# Interval International Renewal



## Paul Breiveld (Sep 9, 2009)

Let's say my subscribtion with Interval International has stopped and I decided not to renew for some months or maybe even longer. 

How much is then the 'costly reinstatement fee' that they charge to join the program again later? 

(Interval itself uses the term 'costly reinstatement fee' to either inform or scare me).


----------



## NWL (Sep 9, 2009)

I asked the same question a few months back when I was deciding whether or not to renew.  I only got 1 response from someone who actually let their membership lapse.   They were not charged the 'costly reinstatement fee'.  You never know, though.  He could have just been lucky.  I took a chance and let my membership lapse because we have no need for exchanges at this time.  

Cheers!


----------



## Larry (Sep 9, 2009)

My daughter let her's lapse and not only was there no costly renewal fee but they offered her two years for the price of one year to come back to interval. 

Since she had gotten rid of her timeshare she never took them up on it. I tried to renew my membership using her renewal code and they first wouldn't do it but when I told them that my daughter was offered a better deal than me by cancelling her membership than I was having been a loyal member for several years they gave me the same deal. 

So I doubt that they are still using the high renewal fees any longer.


----------



## Paul Breiveld (Sep 9, 2009)

Larry Clouseau? ;-) 

I guessed something like that might happen: that you get a better deal then you had, because they might actually 'lose' you.
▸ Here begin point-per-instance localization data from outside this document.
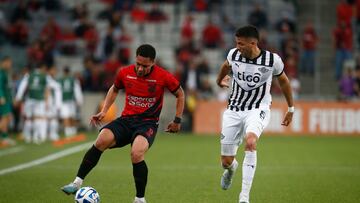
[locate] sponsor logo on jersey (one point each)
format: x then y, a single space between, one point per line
251 80
263 70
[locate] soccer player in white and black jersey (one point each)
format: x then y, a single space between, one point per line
248 111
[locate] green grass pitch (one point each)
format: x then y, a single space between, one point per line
184 168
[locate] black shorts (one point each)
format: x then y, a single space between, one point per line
125 129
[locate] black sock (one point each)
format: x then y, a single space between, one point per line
140 176
89 161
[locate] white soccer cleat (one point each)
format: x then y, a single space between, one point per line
139 200
226 178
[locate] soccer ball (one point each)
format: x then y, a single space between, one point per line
87 195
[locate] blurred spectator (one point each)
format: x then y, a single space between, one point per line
357 82
290 66
155 14
197 5
295 86
187 29
34 5
79 11
18 33
67 42
344 12
35 54
20 12
81 26
285 24
212 36
125 41
107 43
347 84
91 38
139 16
258 17
51 29
342 36
111 66
309 43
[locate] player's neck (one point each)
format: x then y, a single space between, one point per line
255 53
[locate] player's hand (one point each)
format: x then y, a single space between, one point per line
173 127
96 119
288 118
225 82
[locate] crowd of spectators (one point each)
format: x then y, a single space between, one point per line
346 48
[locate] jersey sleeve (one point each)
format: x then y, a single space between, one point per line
119 80
171 82
278 65
229 56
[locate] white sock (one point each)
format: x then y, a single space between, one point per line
248 170
27 130
78 181
37 131
54 125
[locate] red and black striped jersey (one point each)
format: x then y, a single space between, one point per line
144 95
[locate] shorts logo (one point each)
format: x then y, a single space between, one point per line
149 133
262 115
151 88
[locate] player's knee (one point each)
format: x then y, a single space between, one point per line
105 140
226 161
250 143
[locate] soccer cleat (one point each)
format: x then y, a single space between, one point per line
138 200
70 188
226 178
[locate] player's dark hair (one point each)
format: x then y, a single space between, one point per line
66 70
248 31
5 58
147 51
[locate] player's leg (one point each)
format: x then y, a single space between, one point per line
255 123
145 136
105 140
140 170
230 140
249 166
40 122
28 121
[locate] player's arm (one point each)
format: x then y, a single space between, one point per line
175 125
109 100
286 89
223 78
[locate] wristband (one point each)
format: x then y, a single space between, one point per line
177 120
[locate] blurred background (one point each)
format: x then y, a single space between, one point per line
319 42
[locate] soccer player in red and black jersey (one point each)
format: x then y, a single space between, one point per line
144 84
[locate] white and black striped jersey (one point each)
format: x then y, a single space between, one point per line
252 79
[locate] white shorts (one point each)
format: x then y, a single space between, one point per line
68 110
34 108
236 124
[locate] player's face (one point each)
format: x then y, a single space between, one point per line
245 46
143 65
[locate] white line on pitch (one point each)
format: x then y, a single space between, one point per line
11 151
46 159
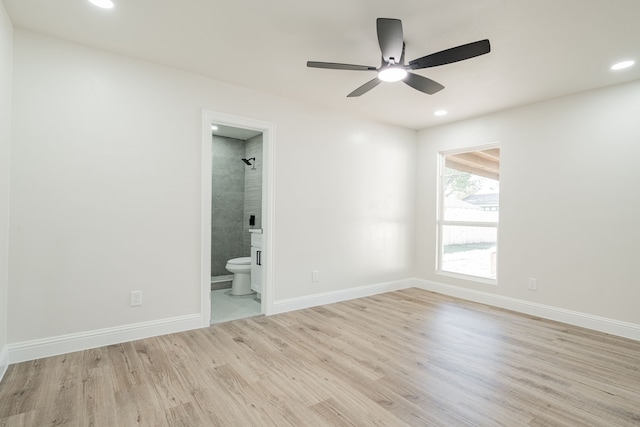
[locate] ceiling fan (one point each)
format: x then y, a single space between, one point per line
393 69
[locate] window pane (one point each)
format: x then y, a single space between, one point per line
469 250
470 197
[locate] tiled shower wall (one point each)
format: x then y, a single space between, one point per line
252 189
236 194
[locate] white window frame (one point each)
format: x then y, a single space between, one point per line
441 222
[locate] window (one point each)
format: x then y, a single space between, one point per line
468 213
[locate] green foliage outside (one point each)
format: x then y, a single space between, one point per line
460 184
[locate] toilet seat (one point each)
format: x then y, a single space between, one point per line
240 261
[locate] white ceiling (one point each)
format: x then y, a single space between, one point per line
540 49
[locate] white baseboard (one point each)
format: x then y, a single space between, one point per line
307 301
4 361
597 323
36 349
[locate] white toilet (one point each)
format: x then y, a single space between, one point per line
241 269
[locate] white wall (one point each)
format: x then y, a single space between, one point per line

It happens in many businesses. Especially during crisistime... And they want you to exchange, as there they make another 100 euro's. I was surprised I did not receive a phonecall yet from them. 5 years ago they were more on top of it!
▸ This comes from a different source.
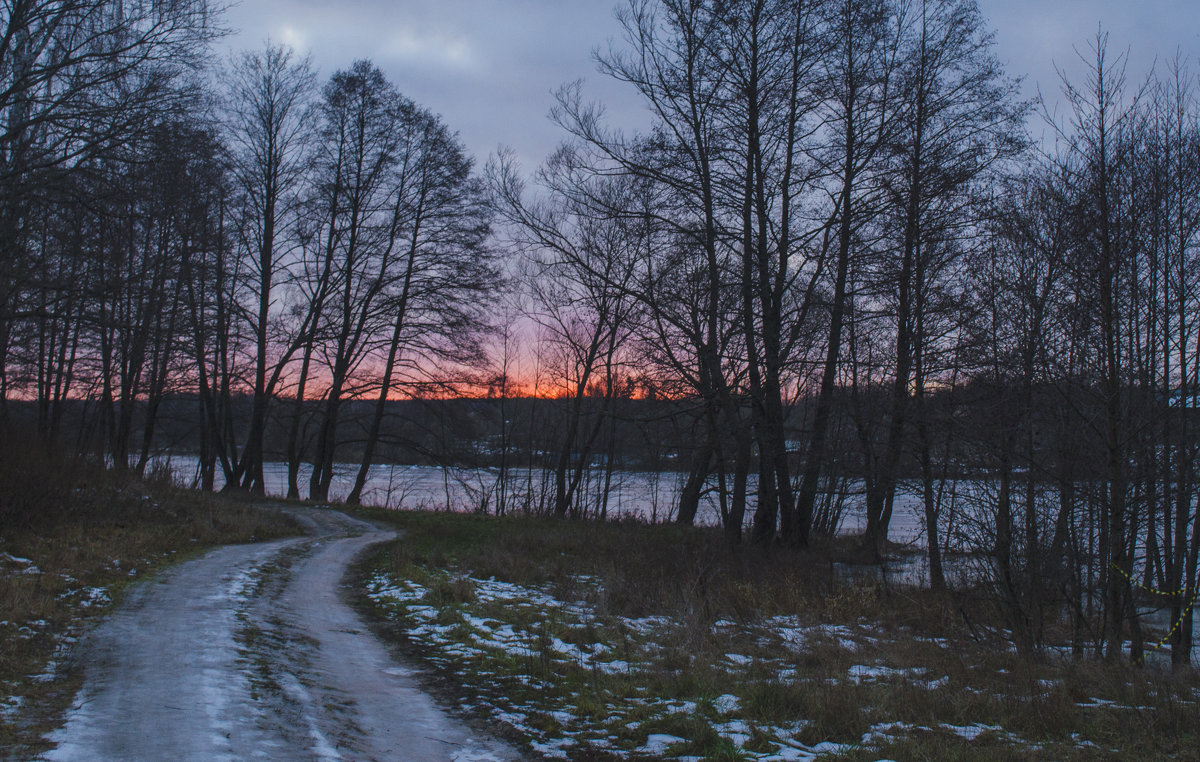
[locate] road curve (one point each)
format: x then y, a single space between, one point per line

What makes me doubt too... they mention that the 'costly reinstatement fee' MIGHT apply. They do not talk about how much this fee is, and when it would actually apply. If they would apply it on me, I would be rather 'not amused', since they say it doesn't always apply. And when one is new, one gets bonusweeks like Santa Claus has a bigger holidayseason (something I am 'amused' about... I would say yes immediately to a 5 year renewal with 5 AC bonusweeks!!!)


----------



## ruthjayne (Sep 9, 2009)

I have let mine expire a couple times and have never been charged a reinstatement fee.  I re-upped this spring and while depositing got an AC, all in the same transaction.  I never buy more than one year at a time.  I hate all their sales tactics.  I don't find their people are as knowledgable as they used to be--seems like they are just "closers".


----------



## rosepointe (Sep 10, 2009)

BTW ask for an AC.  They gave me one with an early renewel for 2 years.

Never hurts to try.  They sent the offer to me.

Sue


----------



## Malibu Sky (Sep 11, 2009)

Mine just expired also, any deals that anyone knows of?


----------



## camachinist (Sep 12, 2009)

Just got something in the mail. 3 years for 227.00 and 5 years for 356.00. 

When I renewed 2.5 years ago, it was 189.00 for 3 years in a similar mailing. 

Guess they haven't heard the economy is in the toilet...

Oh, I've let mine expire a couple of times. No fee to re-up.

Pat


----------



## monjes (Feb 21, 2011)

*Renewable anytime*

I have frequently let my II membership expire until I was ready to use it again.  I was always able to renew with no problems.  I didn't want to pay for membership time that I wasn't actively using.

I've been a repeated "on-and-off" member since October 2001, and have never paid penalty fees of any sort when renewing.  Hope that helps.


----------